Bauern demonstrieren standesgemäß
Fordern eine Zukunft für die Landwirtschaft: Die Junglandwirte Pascal Plum, Andreas Willenbrink und Michael Tigges aus Beckum.

„Wir haben uns auf den Weg gemacht um zu protestieren, weil wir mehr und mehr Angst um unsere Existenz haben“, so Andreas Willenbrink, ein junger Landwirt aus Beckum. Es geht ihm um das Agrarpaket. In den Augen der Landwirte Michael Tigges, Pascal Plum und Andreas Willenbrink bringt das Agrarpaket nur neue Auflagen und Belastungen mit sich. „Nach den endlosen Diskussionen über immer neue Auflagen in der Tierhaltung und der neuen Düngemittelverordnung hat das Agrarpaket das Fass bei den Landwirten zum Überlaufen gebracht“, betont Pascal Plum.

Landwirte sind an allem schuld

 „Egal ob das Insektensterben oder das Nitrat im Grundwasser, die Landwirte sind mittlerweile pauschal an allem schuld und das macht uns wütend und traurig zugleich“, ergänzte Michael Tigges. Die drei jungen Männer geben zu bedenken, dass die neue Düngeverordnung zu einer Mangelernährung der Pflanzen führen wird.
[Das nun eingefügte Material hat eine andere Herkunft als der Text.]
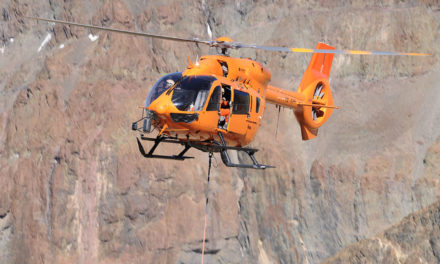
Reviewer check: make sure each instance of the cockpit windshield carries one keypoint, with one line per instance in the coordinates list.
(191, 92)
(161, 86)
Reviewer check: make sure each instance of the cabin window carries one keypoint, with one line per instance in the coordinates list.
(214, 101)
(250, 108)
(241, 103)
(257, 105)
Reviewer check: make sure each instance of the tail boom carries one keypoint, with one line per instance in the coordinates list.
(312, 103)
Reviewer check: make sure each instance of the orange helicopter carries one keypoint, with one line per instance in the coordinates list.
(217, 103)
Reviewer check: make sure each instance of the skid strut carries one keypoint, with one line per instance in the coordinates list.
(157, 141)
(227, 160)
(205, 146)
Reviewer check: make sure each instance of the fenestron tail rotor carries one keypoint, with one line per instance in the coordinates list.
(229, 44)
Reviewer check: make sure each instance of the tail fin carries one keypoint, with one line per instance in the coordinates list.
(316, 90)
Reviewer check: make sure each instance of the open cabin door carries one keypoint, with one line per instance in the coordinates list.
(240, 112)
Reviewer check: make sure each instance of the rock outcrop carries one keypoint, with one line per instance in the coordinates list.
(76, 190)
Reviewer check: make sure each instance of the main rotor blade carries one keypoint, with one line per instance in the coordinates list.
(233, 45)
(135, 33)
(351, 52)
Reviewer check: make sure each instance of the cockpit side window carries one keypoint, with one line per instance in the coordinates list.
(214, 101)
(191, 93)
(161, 86)
(241, 103)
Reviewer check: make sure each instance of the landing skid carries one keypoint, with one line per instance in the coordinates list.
(205, 146)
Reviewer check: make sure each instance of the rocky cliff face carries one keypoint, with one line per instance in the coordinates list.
(76, 190)
(414, 240)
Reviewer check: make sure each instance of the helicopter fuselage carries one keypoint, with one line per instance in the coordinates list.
(214, 88)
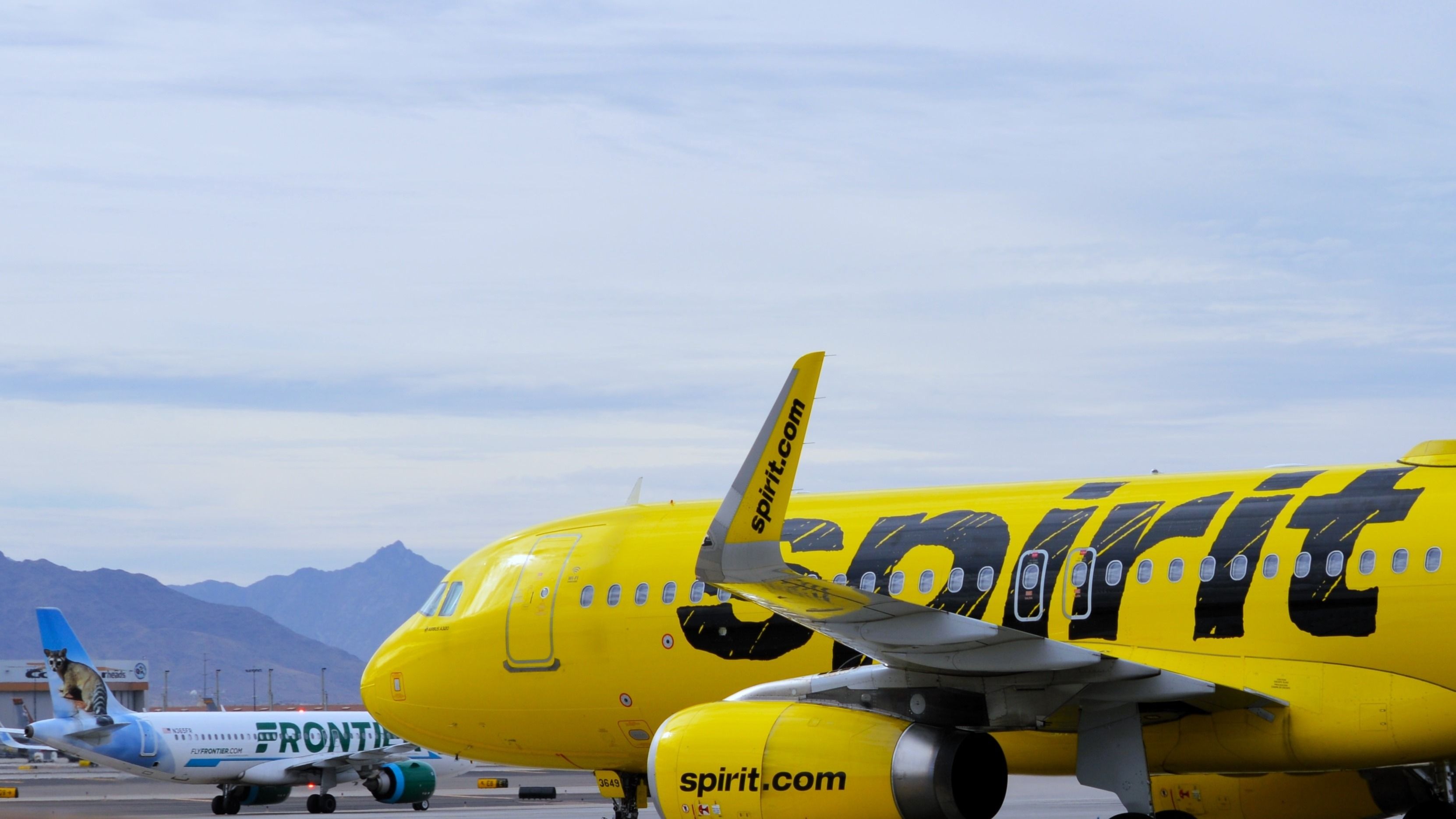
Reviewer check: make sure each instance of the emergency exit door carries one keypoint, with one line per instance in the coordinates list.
(534, 604)
(1077, 584)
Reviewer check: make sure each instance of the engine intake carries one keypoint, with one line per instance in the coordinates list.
(785, 760)
(401, 783)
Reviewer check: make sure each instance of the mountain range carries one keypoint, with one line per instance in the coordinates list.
(351, 609)
(126, 616)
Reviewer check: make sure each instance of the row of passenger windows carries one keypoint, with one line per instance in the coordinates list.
(644, 591)
(210, 737)
(986, 578)
(1240, 566)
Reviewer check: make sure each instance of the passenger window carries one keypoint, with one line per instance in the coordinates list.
(453, 598)
(435, 600)
(1114, 574)
(1366, 562)
(898, 582)
(956, 579)
(1030, 575)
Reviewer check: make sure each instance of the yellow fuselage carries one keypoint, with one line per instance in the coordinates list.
(523, 673)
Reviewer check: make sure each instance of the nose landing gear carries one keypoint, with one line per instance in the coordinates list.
(228, 802)
(626, 808)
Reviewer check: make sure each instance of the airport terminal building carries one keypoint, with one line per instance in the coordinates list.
(25, 684)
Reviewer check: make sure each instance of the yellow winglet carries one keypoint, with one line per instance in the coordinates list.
(752, 514)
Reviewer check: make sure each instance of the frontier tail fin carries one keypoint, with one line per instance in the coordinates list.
(76, 684)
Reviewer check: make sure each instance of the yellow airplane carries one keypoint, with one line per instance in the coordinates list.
(1234, 645)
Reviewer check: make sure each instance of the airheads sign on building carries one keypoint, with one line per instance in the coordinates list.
(111, 671)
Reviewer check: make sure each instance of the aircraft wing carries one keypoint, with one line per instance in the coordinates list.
(354, 760)
(980, 674)
(8, 739)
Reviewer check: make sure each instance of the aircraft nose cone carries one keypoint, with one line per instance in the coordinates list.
(386, 681)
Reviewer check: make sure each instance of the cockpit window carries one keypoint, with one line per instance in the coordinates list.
(435, 600)
(452, 598)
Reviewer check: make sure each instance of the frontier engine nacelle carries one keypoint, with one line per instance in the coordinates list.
(784, 760)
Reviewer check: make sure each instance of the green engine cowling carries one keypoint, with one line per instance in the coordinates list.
(403, 783)
(261, 795)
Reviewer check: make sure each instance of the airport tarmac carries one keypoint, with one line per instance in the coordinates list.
(63, 791)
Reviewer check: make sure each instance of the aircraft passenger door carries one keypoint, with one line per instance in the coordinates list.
(1032, 582)
(1077, 584)
(534, 604)
(149, 738)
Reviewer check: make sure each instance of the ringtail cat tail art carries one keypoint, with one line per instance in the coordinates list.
(76, 686)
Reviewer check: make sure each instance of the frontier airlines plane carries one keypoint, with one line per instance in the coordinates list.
(1266, 643)
(252, 757)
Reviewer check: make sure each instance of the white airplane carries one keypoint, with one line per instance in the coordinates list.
(252, 757)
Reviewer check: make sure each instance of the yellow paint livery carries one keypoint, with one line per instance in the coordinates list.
(1322, 591)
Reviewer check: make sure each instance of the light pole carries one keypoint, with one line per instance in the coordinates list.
(254, 671)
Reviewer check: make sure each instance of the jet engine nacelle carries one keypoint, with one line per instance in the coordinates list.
(401, 783)
(791, 760)
(261, 795)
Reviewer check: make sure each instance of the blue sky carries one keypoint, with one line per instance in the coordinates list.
(284, 283)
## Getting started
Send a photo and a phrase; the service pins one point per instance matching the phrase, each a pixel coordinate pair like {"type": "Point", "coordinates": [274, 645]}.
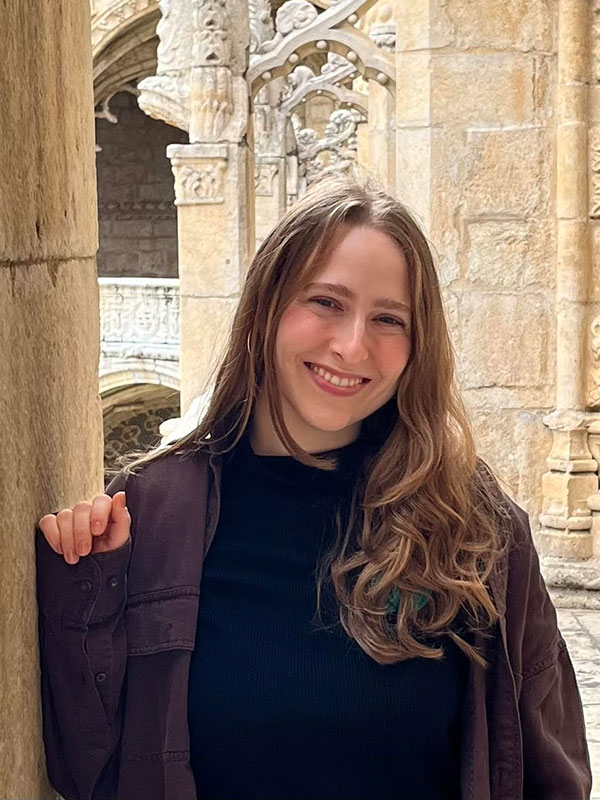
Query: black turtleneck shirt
{"type": "Point", "coordinates": [281, 707]}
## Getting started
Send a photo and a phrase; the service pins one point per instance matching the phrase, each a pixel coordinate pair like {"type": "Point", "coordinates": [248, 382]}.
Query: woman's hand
{"type": "Point", "coordinates": [97, 527]}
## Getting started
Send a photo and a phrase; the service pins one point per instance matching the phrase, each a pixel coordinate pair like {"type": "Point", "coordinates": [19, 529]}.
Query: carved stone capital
{"type": "Point", "coordinates": [199, 172]}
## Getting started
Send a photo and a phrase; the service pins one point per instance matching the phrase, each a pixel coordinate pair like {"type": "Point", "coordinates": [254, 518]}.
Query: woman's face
{"type": "Point", "coordinates": [351, 322]}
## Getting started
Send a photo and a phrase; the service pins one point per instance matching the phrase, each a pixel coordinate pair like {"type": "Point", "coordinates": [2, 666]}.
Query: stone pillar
{"type": "Point", "coordinates": [566, 518]}
{"type": "Point", "coordinates": [200, 85]}
{"type": "Point", "coordinates": [49, 334]}
{"type": "Point", "coordinates": [381, 133]}
{"type": "Point", "coordinates": [269, 125]}
{"type": "Point", "coordinates": [475, 136]}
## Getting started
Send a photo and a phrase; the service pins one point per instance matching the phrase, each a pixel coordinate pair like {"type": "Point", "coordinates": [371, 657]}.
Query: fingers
{"type": "Point", "coordinates": [49, 527]}
{"type": "Point", "coordinates": [82, 536]}
{"type": "Point", "coordinates": [64, 520]}
{"type": "Point", "coordinates": [119, 513]}
{"type": "Point", "coordinates": [101, 506]}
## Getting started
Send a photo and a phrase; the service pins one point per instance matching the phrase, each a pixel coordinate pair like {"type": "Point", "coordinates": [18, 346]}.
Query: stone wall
{"type": "Point", "coordinates": [476, 161]}
{"type": "Point", "coordinates": [137, 216]}
{"type": "Point", "coordinates": [49, 335]}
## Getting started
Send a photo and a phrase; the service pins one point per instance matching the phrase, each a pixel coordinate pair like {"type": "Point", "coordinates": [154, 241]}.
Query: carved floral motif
{"type": "Point", "coordinates": [264, 177]}
{"type": "Point", "coordinates": [594, 393]}
{"type": "Point", "coordinates": [115, 16]}
{"type": "Point", "coordinates": [212, 43]}
{"type": "Point", "coordinates": [339, 142]}
{"type": "Point", "coordinates": [594, 167]}
{"type": "Point", "coordinates": [261, 23]}
{"type": "Point", "coordinates": [596, 40]}
{"type": "Point", "coordinates": [293, 15]}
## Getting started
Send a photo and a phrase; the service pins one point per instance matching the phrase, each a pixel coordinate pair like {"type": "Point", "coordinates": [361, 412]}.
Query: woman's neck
{"type": "Point", "coordinates": [265, 441]}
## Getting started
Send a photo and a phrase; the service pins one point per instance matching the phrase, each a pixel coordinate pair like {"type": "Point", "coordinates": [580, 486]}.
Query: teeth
{"type": "Point", "coordinates": [333, 379]}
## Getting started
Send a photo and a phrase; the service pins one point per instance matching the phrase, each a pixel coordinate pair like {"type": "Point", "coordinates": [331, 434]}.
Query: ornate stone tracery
{"type": "Point", "coordinates": [106, 26]}
{"type": "Point", "coordinates": [339, 142]}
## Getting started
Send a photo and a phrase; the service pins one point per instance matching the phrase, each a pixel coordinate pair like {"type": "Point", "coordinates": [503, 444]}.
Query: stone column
{"type": "Point", "coordinates": [475, 139]}
{"type": "Point", "coordinates": [381, 134]}
{"type": "Point", "coordinates": [572, 472]}
{"type": "Point", "coordinates": [269, 125]}
{"type": "Point", "coordinates": [49, 335]}
{"type": "Point", "coordinates": [380, 25]}
{"type": "Point", "coordinates": [214, 224]}
{"type": "Point", "coordinates": [200, 85]}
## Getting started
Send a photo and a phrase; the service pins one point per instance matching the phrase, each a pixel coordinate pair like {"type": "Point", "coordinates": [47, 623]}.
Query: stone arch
{"type": "Point", "coordinates": [133, 411]}
{"type": "Point", "coordinates": [127, 52]}
{"type": "Point", "coordinates": [345, 40]}
{"type": "Point", "coordinates": [119, 19]}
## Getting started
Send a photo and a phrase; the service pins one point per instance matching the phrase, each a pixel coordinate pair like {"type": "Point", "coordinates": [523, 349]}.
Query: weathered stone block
{"type": "Point", "coordinates": [413, 78]}
{"type": "Point", "coordinates": [502, 93]}
{"type": "Point", "coordinates": [503, 24]}
{"type": "Point", "coordinates": [421, 26]}
{"type": "Point", "coordinates": [511, 254]}
{"type": "Point", "coordinates": [505, 339]}
{"type": "Point", "coordinates": [509, 172]}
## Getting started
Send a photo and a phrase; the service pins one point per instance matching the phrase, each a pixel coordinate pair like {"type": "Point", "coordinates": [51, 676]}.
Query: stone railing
{"type": "Point", "coordinates": [139, 318]}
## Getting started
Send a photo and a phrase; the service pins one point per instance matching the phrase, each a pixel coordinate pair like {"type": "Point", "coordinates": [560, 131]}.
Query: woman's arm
{"type": "Point", "coordinates": [83, 653]}
{"type": "Point", "coordinates": [555, 753]}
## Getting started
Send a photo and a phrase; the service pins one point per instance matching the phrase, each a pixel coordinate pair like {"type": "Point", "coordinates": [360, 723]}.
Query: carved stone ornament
{"type": "Point", "coordinates": [212, 102]}
{"type": "Point", "coordinates": [339, 141]}
{"type": "Point", "coordinates": [106, 23]}
{"type": "Point", "coordinates": [174, 52]}
{"type": "Point", "coordinates": [595, 32]}
{"type": "Point", "coordinates": [200, 182]}
{"type": "Point", "coordinates": [265, 173]}
{"type": "Point", "coordinates": [269, 120]}
{"type": "Point", "coordinates": [261, 23]}
{"type": "Point", "coordinates": [379, 24]}
{"type": "Point", "coordinates": [565, 420]}
{"type": "Point", "coordinates": [293, 15]}
{"type": "Point", "coordinates": [139, 311]}
{"type": "Point", "coordinates": [301, 31]}
{"type": "Point", "coordinates": [212, 42]}
{"type": "Point", "coordinates": [594, 166]}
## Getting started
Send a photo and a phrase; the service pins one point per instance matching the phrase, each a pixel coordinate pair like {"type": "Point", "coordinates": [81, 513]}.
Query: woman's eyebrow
{"type": "Point", "coordinates": [348, 294]}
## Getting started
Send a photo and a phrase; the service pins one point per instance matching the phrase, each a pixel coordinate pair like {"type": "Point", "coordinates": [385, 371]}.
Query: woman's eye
{"type": "Point", "coordinates": [323, 301]}
{"type": "Point", "coordinates": [393, 321]}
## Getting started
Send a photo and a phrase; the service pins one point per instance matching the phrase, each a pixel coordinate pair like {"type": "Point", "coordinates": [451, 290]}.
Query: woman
{"type": "Point", "coordinates": [371, 620]}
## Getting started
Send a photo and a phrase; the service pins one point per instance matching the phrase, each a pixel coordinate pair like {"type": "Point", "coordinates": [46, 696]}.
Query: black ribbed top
{"type": "Point", "coordinates": [281, 708]}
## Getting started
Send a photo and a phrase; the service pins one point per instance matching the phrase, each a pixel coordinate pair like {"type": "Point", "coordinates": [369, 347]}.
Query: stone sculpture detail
{"type": "Point", "coordinates": [339, 142]}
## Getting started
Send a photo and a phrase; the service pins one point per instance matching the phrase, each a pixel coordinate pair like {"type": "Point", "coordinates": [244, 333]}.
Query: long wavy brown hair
{"type": "Point", "coordinates": [427, 520]}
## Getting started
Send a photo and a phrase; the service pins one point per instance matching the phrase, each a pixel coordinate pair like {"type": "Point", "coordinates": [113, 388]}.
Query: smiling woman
{"type": "Point", "coordinates": [363, 579]}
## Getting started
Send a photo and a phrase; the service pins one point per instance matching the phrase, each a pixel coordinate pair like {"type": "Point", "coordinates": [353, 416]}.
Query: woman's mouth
{"type": "Point", "coordinates": [342, 387]}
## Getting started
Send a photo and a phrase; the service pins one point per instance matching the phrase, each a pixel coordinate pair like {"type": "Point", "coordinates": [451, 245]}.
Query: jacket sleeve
{"type": "Point", "coordinates": [555, 752]}
{"type": "Point", "coordinates": [83, 653]}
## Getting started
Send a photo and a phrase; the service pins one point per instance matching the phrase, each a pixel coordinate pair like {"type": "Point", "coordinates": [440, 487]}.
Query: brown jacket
{"type": "Point", "coordinates": [117, 631]}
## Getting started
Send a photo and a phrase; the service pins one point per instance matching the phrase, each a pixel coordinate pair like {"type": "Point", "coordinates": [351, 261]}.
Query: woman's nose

Gleichzeitig sind in ihren Augen viele kommunale Abwasserkanäle alt und marode, sodass Stickstoff ungehindert versickern kann. „Kommunale Klärwerke leiten große Mengen an Stickstoff in Oberflächengewässer ein, weil dieser nur sehr aufwändig herausgefiltert werden könnte und dies sehr kostenaufwendig wäre“, kritisiert Andreas Willenbrink.

Unverständnis zum Glyphosatverbot

Unverständnis herrscht bei den Landwirten auch über das geplante Verbot des Herbizids Glyphosat, das bei der Anwendung nur über die Blätter der Unkräuter aufgenommen werden könne und so die Nutzpflanzen, wie Getreide, gar nicht betreffe. Ein Verbot würde nach Ansicht der Landwirte ab 2023 zu einem höheren mechanischen Aufwand führen, der dann zulasten des Bodengefüges und somit der Kohlenstoffspeicherung gehe.

Bauern sind besorgt

Die Bauern im Kreis Warendorf sind besorgt – und wollen das mit sichtbaren Aktionen auch deutlich zum Ausdruck bringen. Andreas Willenbrink: „Durch die großen Demonstrationen in ganz Deutschland sollen Politik und Verbrauchern die Augen geöffnet werden. Es soll gezeigt werden, wie es um die deutschen Bauern steht, die hoffen, in persönlichen Gesprächen mit den Politikern Lösungen für die Probleme zu finden.